The DoD FY27 Zero Trust mandate requires continuous authentication, phishing-resistant MFA, and unified SSO. These requirements assume your identity provider is always reachable.

That assumption fails in DDIL environments:

  • Disconnected: No network connectivity to cloud services
  • Denied: Adversary jamming or intentional air-gap
  • Intermittent: Sporadic connectivity that can’t support continuous verification
  • Limited: Bandwidth too constrained for real-time authentication

Organizations operating in these conditions face a choice: abandon Zero Trust principles when connectivity degrades, or build identity infrastructure that maintains security across all conditions.

PACE planning provides the framework for the second option.

 

Primary Tier: Zero Trust ICAM Foundations

Primary is your first choice—the optimal path when conditions are favorable. For identity, that’s your enterprise cloud IDP: Microsoft Entra ID, Okta, Ping Identity, or whichever provider serves as your authoritative identity source.

The Enterprise Identity Gap

DISA is federating ICAM instances across DoD, creating a single identity provider point for millions of users. The intent is clear: unified identity for the enterprise.

The reality is messier. Legacy applications speak LDAP when your IDP speaks OIDC. Mission-critical systems predate modern authentication protocols. Custom access policies are hardwired into application code. Rewriting every app isn’t feasible.

So organizations accept risk. Non-standard apps remain outside the identity fabric. The Primary tier has gaps.

Identity Orchestration

Strata’s Identity Orchestration inserts an abstraction layer between applications and identity providers. It translates protocols, maps schemas, and enforces policies—so any app can connect to any IDP without code changes.

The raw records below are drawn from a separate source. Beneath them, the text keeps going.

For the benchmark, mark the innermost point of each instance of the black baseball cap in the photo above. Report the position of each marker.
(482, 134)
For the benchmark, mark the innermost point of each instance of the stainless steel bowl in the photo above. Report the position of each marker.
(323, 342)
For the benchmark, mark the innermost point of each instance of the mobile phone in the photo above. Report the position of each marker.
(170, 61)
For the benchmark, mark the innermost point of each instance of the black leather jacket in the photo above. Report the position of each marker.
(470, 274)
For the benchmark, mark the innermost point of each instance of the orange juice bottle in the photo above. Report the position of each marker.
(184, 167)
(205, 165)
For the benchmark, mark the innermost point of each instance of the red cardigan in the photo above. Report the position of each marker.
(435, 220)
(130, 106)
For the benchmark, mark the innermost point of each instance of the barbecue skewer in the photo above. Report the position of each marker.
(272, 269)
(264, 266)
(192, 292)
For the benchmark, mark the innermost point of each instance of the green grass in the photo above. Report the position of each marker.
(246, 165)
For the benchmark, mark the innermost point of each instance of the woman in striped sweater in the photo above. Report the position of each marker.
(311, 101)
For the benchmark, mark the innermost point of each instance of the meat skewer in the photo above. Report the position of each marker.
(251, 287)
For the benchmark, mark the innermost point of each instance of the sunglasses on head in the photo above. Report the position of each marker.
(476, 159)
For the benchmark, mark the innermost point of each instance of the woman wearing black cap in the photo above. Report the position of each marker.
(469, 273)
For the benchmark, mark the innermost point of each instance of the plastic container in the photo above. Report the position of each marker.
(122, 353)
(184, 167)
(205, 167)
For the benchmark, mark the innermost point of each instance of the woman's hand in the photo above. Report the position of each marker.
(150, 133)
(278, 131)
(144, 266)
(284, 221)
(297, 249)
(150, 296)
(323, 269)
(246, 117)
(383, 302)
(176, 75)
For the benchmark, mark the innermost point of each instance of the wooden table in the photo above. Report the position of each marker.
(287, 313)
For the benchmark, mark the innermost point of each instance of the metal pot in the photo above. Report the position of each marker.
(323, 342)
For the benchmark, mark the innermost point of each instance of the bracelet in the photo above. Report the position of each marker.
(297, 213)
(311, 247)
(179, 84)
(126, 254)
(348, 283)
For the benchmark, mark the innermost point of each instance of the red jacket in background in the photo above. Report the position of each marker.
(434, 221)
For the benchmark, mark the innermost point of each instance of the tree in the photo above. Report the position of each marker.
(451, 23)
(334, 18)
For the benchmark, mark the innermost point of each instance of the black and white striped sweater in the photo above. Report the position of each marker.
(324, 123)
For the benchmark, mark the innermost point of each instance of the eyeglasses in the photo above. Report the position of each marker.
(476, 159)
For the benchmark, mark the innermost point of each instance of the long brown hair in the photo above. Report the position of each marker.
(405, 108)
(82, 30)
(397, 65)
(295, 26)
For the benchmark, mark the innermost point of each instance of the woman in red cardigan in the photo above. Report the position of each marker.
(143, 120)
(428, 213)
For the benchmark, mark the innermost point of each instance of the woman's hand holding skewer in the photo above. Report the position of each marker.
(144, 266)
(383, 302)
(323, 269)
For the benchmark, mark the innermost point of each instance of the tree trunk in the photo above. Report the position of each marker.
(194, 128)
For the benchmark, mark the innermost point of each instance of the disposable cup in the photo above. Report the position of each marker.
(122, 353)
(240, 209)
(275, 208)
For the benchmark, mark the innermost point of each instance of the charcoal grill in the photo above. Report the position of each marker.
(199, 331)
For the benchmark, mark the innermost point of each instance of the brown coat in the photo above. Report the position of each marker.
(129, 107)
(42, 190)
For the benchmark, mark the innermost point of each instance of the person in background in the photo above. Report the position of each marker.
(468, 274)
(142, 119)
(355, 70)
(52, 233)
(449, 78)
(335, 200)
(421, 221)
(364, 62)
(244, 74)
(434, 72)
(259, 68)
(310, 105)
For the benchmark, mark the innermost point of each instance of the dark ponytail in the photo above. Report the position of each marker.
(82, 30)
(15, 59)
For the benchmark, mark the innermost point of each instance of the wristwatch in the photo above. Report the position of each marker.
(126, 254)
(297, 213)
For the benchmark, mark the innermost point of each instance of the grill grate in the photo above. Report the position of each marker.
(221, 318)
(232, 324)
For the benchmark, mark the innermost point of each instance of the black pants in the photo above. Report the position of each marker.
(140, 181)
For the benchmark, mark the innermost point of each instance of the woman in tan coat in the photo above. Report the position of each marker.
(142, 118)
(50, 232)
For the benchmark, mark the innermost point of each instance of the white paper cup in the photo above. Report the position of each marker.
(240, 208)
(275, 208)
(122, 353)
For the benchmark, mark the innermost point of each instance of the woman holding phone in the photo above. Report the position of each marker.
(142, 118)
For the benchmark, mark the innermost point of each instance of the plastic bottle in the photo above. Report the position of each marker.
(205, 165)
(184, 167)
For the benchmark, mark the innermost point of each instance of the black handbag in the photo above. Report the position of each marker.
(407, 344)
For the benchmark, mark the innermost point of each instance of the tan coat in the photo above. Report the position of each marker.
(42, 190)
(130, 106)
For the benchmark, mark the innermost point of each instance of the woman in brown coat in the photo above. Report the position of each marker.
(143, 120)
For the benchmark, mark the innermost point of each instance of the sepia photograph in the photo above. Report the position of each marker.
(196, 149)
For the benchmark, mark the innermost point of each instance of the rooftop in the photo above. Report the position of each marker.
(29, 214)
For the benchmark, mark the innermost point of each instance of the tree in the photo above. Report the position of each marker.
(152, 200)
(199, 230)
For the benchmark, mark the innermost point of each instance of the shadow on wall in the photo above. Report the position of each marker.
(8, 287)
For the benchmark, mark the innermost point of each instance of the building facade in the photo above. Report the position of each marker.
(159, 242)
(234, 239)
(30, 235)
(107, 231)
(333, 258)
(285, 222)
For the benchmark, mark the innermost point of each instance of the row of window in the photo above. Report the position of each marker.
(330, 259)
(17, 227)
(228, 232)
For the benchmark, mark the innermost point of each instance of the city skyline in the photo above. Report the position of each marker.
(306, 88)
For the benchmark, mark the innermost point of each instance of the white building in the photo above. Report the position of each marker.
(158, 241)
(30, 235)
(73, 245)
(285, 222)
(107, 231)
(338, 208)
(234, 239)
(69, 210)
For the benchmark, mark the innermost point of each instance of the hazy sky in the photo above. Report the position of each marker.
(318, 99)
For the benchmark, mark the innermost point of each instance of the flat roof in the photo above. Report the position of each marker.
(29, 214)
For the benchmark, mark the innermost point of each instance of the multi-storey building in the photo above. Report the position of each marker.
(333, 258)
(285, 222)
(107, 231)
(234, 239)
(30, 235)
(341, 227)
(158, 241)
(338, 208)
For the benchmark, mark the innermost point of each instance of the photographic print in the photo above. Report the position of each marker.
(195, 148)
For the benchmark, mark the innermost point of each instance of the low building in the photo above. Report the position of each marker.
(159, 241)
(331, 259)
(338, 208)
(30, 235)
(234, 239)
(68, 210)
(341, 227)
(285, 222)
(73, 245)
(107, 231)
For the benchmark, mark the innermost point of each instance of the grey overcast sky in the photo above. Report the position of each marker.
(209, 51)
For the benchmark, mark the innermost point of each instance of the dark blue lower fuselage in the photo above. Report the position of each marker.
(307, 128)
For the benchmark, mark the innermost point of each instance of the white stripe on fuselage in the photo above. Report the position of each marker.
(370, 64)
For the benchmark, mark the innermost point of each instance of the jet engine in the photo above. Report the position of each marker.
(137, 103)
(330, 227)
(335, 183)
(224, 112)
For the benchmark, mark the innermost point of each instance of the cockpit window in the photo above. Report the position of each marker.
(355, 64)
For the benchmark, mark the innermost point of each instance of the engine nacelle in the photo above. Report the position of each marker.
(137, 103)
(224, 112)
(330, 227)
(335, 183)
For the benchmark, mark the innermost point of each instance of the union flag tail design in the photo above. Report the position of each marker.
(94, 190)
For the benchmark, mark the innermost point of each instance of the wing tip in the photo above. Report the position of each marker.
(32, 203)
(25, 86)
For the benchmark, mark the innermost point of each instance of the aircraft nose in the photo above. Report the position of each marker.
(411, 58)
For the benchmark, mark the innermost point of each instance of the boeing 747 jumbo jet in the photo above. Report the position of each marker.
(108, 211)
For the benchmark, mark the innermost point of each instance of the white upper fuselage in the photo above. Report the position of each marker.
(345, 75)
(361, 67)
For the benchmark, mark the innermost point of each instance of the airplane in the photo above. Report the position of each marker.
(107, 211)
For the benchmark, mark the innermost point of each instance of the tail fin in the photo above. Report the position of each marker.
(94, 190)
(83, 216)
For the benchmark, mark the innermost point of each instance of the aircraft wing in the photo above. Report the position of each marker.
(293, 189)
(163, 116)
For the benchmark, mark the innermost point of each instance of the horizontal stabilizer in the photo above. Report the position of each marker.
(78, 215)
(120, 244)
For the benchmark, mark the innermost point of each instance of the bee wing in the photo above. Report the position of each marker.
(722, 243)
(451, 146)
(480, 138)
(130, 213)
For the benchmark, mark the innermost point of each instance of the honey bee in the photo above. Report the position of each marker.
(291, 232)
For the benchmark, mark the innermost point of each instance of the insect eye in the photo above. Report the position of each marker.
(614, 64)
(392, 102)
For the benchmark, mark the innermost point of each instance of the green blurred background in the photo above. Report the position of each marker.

Primary tier capabilities:

  • Legacy apps get modern authentication: Extend Entra ID, Okta, or Ping to applications that only understand LDAP or legacy SAML
  • No vendor lock-in: Migrate between IDPs on your terms without rewriting applications
  • Preserve custom policies: Keep access rules while modernizing infrastructure
  • Accelerate Authority to Operate: Modernize apps without refactoring that triggers full security reviews

NIST 800-53 IA Controls

Your Primary tier must satisfy Identification and Authentication (IA) controls:

  • IA-2: Uniquely identify and authenticate users
  • IA-2(1): MFA for privileged accounts
  • IA-2(2): MFA for all network access
  • IA-8: Authenticate external users

Identity Orchestration enables these controls across your entire application portfolio—not just apps that natively support modern protocols.

 

Alternate Tier: Multi-IDP Resilience

The Alternate tier is your backup when Primary fails. For identity, that means having a secondary IDP ready to take over seamlessly.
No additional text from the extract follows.